The disgraced committee chairperson
So who is this disgraced committee chairperson? Debbie Wasserman Schultz, the chair of the Democratic National Convention, has been cited, as have many in the Democratic party, of manufacturing voter consent for Hillary Clinton. Basically, the Democratic party made up their minds as early as 2013, some say, to make her their candidate. Even if the rigging did not date back that far, it certainly started before the primaries, and Wasserman Schultz, who worked with Clinton’s 2008 campaign as a co-chair, did as much Clinton machine manufacturing as she could to ensure that Hillary Clinton won, whether voters wanted her or not.
The Clinton Campaign luckily was able to protect Hillary Clinton’s name from too much exposure in this field, squaring the blame purely at Wasserman-Schultz. This allowed Hillary to escape the fate of Jeb Bush since Clinton could misdirect blame to a scapegoat. Interestingly, without that scapegoat, who basically sacrificed her career for Hillary, it’s questionable if Hillary would be the nominee.

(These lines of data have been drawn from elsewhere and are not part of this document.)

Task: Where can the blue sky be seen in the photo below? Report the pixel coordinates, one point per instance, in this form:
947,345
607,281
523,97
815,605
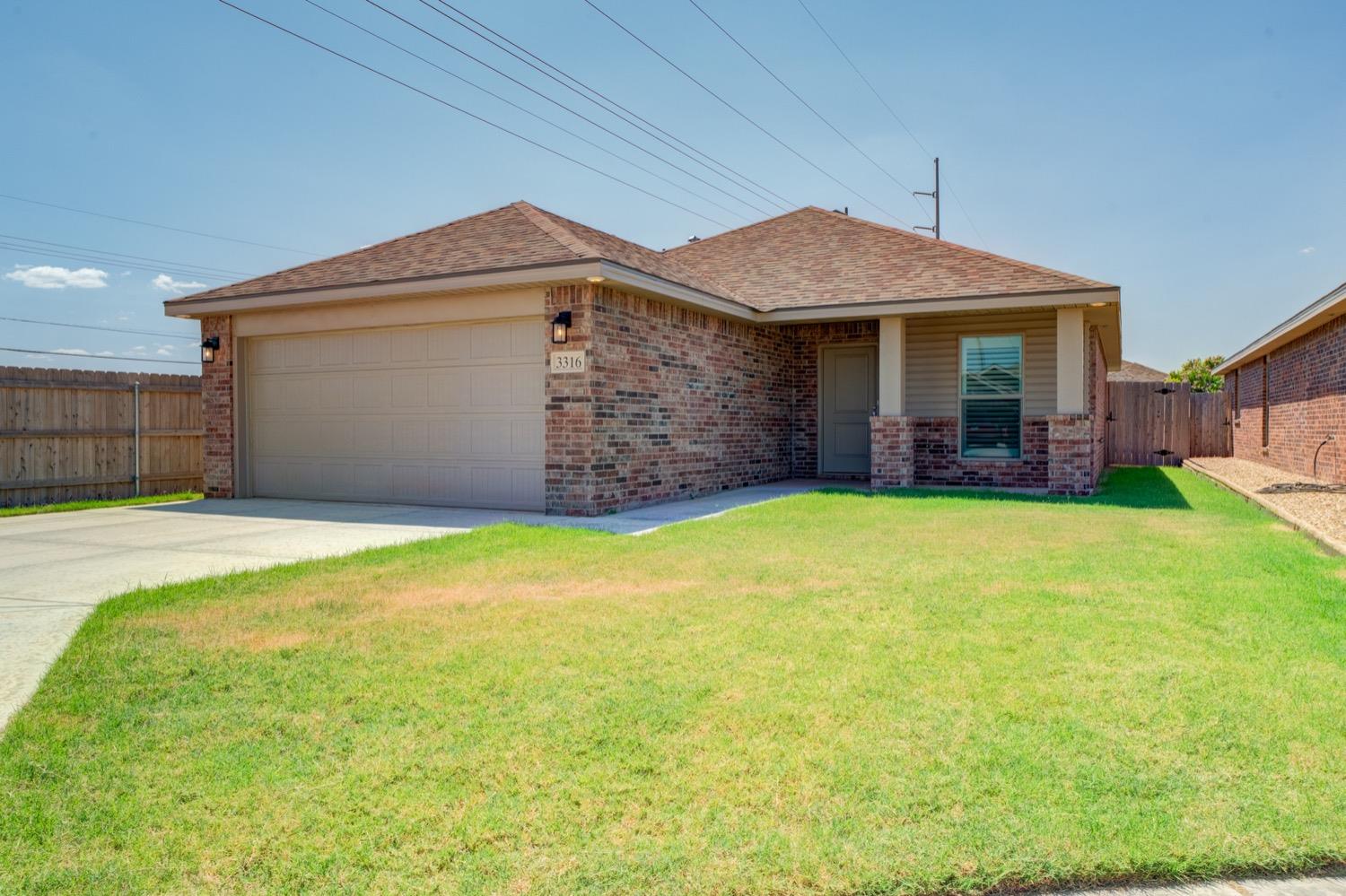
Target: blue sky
1192,152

However, Hillary’s link with Wasserman Schultz did not end there
You’d think that if Hillary Clinton were smart and wanted to make herself look not involved, she’d cut the chord with Wasserman Schultz. Perhaps as a very public thank you present, and demonstration that she doesn’t give a crap about how the voters perceive this action (since she probably knew all along she didn’t need to care about the voters in her party), Hillary made an interesting move.
Clinton awarded Wasserman Schultz after her resignation with a new career—honorary chair to then 50-state program, promoted by the Clinton Campaign. However, maybe Hillary forgot that without Wasserman Schultz in the driver’s seat of the DNC, she does kind of need to pay attention to the voters. You know, ignoring votes during a presidential election when it now, in fact, counts are kind of an idiot move but there’s nothing that’s surprising any of us anymore in this election. In fact, it wouldn’t shock me if I woke up tomorrow and this election turned into the film Sweeney Todd, part 2, with Donald Trump as Todd and Clinton as Mrs. Lovett, because really, that’s kind of what your election choices look like right now, don’t they?
You know, after reviewing the goings on here of Wasserman Schultz and Hillary Clinton, I’m basically to the point where I kind of wish aliens could inhabit people’s souls. Because if they did, then maybe people like these ladies would actually have souls, even if we wouldn’t have a clue what kinds of souls they were. It’s got to be better than being going without a soul.